Publié le 11 janvier 2026 à 07h02. Randal Plunkett, nouveau baron Dunsany, raconte dans ses mémoires comment il a choisi de laisser la nature reprendre ses droits sur le domaine familial, un pari audacieux pour l’environnement et une quête personnelle d’épanouissement.

  • Randal Plunkett a hérité du titre de baron Dunsany et du château familial à l’âge de 28 ans.
  • Il a pris la décision de laisser le domaine de 1 600 acres (environ 647 hectares) se réensauvager.
  • Ses mémoires, Chose sauvage, témoignent de cette transformation et d’un appel à la protection de l’environnement.

À 28 ans, Randal Plunkett se retrouve héritier d’un titre de noblesse, celui de baron Dunsany, ainsi que d’un château et d’un vaste domaine de 1 600 acres (647 hectares). Loin d’embrasser pleinement ce rôle, l’aristocrate a rapidement envisagé une voie différente pour Dunsany : la rendre à la nature. Aujourd’hui, le domaine est en pleine renaissance sauvage, un contraste saisissant avec les siècles d’exploitation agricole par ses ancêtres.

Dans ses mémoires, Chose sauvage, Randal Plunkett relate son parcours personnel et sa vision pour l’avenir de Dunsany. Il décrit un château délabré, un fardeau financier et émotionnel, mais aussi une opportunité de créer un espace où la nature peut prospérer. Il s’agit d’un témoignage poignant sur la manière dont un “calice empoisonné” peut se transformer en un projet porteur d’espoir et d’un avenir plus durable.

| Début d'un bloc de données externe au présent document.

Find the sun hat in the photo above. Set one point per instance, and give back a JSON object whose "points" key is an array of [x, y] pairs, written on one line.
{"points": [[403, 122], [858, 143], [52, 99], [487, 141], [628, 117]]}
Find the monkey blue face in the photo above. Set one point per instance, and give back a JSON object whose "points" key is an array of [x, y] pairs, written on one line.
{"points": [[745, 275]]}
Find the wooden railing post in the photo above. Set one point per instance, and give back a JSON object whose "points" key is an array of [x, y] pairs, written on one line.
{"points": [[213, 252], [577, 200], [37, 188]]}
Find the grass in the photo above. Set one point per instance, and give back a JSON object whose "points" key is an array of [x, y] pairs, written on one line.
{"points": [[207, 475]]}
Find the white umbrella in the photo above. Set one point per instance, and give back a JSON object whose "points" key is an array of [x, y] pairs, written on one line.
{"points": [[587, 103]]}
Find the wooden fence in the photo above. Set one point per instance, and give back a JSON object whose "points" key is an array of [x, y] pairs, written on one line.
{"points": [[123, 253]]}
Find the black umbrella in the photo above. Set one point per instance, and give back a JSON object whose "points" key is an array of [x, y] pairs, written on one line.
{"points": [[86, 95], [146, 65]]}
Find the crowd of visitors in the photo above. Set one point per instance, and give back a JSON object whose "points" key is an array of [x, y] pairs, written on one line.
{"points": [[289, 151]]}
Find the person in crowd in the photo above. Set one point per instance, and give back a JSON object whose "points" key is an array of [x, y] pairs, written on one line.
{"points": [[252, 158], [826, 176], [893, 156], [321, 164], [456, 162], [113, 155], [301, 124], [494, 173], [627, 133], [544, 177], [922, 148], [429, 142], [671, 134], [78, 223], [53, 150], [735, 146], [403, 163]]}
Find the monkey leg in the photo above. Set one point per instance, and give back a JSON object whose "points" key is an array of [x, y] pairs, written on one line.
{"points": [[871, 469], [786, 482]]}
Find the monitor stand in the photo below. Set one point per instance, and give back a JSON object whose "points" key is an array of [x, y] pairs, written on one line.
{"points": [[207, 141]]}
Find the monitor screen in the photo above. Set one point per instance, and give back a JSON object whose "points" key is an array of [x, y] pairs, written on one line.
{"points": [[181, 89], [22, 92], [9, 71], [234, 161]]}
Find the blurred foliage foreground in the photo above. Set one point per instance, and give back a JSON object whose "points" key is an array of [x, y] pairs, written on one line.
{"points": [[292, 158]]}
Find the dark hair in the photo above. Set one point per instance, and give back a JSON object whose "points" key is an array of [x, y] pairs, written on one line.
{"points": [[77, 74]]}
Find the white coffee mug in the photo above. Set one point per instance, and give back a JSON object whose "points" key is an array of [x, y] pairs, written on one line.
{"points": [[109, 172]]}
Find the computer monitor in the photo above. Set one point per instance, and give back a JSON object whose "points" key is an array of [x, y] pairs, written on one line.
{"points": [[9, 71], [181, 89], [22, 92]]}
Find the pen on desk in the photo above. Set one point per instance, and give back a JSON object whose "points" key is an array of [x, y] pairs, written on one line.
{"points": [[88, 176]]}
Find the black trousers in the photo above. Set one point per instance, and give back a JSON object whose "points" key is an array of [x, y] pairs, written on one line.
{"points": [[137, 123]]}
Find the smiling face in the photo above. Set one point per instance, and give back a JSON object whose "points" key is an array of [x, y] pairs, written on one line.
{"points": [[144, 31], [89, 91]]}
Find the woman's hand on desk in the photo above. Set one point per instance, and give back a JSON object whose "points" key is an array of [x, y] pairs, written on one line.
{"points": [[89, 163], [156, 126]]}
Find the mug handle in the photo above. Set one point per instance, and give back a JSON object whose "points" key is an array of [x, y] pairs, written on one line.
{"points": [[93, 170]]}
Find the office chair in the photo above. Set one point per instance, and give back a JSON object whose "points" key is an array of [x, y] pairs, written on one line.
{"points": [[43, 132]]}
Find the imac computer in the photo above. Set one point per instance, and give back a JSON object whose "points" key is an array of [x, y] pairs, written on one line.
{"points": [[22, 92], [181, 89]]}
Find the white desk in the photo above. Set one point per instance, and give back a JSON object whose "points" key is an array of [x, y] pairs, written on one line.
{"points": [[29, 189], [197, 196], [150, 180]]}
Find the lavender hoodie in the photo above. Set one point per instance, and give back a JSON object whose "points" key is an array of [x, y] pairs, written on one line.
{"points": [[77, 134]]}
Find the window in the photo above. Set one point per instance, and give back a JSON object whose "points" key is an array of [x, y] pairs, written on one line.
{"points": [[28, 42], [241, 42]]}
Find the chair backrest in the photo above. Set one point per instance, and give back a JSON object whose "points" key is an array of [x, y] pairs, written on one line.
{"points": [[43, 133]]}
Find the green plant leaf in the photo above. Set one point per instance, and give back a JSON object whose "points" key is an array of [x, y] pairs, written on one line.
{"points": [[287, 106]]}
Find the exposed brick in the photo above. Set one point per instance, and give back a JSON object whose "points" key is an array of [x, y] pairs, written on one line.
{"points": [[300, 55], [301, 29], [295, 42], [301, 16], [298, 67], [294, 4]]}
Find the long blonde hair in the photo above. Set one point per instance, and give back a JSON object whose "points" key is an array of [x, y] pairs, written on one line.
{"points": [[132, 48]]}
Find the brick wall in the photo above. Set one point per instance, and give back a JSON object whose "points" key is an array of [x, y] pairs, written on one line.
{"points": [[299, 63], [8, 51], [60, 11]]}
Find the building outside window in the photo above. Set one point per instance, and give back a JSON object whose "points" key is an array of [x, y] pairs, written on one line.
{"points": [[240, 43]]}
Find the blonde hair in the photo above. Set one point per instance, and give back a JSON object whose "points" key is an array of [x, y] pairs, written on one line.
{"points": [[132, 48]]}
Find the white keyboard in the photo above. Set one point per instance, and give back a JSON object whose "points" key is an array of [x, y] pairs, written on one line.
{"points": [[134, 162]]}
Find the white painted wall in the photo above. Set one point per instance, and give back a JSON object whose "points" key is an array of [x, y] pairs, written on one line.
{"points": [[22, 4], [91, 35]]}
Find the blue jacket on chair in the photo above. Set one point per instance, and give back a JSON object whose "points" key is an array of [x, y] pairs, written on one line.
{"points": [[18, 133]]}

Un souvenir précis, évoqué dans le livre, illustre ce tournant. C’était à la fin du printemps, lors d’une promenade habituelle dans les terres. L’herbe, haute et luxuriante, dépassait l’épaule de l’auteur, ses graines effleurant ses lèvres. L’air était doux et chaud sur sa peau.

Le domaine avait radicalement changé. Les anciennes prairies étaient méconnaissables, baignées de teintes jaunes et vertes sous le soleil. Les clôtures barbelées, autrefois omniprésentes, étaient envahies par les chardons et les orties, promises à disparaître sous une couverture végétale. Cela faisait trois ans que le dernier animal de ferme avait quitté ces lieux. La nature reprenait le dessus, avec une végétation foisonnante, des fleurs sauvages épanouies et une terre qui semblait gagner en assurance.

Lors d’une promenade, il découvre une clairière au milieu des séquoias et des sapins de Douglas. Au centre, un arbre mort, en décomposition, abrite une multitude de champignons, de mousses et de lichens. La lumière du soleil filtre à travers les branches, créant un jeu d’ombres fascinant. Des millions d’insectes bourdonnent, des oiseaux chantent, et la vie grouille partout autour de lui.

Il se souvient d’une époque où seuls les corbeaux brisaient le silence, leurs croassements lui semblant alors être des présages funestes. Mais aujourd’hui, un véritable orchestre d’oiseaux chanteurs remplit l’air. Le monde semble vibrer d’énergie.

Soudain, il aperçoit un groupe de cerfs élaphes : un jeune mâle sans bois et trois biches. Ils l’observent, immobiles, sans crainte. Leur regard se croise, et pendant un long moment, ils restent figés, comme suspendus dans le temps. Le cerf, en particulier, semble le fixer avec une curiosité intense.

Dans cet instant de connexion profonde, Randal Plunkett ressent un sentiment de fierté et d’émerveillement. Il a créé un espace sûr pour ces animaux, un refuge où ils peuvent vivre en harmonie avec la nature. Il réalise alors que sa mission de vie est de faire de son mieux avec le peu qu’on lui a confié, de protéger et de préserver ce coin de nature sauvage.

Ce moment marque le début d’une nouvelle vie, consacrée au réensauvagement de Dunsany. Il comprend que ce projet n’est pas une simple fantaisie, mais l’œuvre de sa vie.

Chose sauvage est publié par Bonnier Books.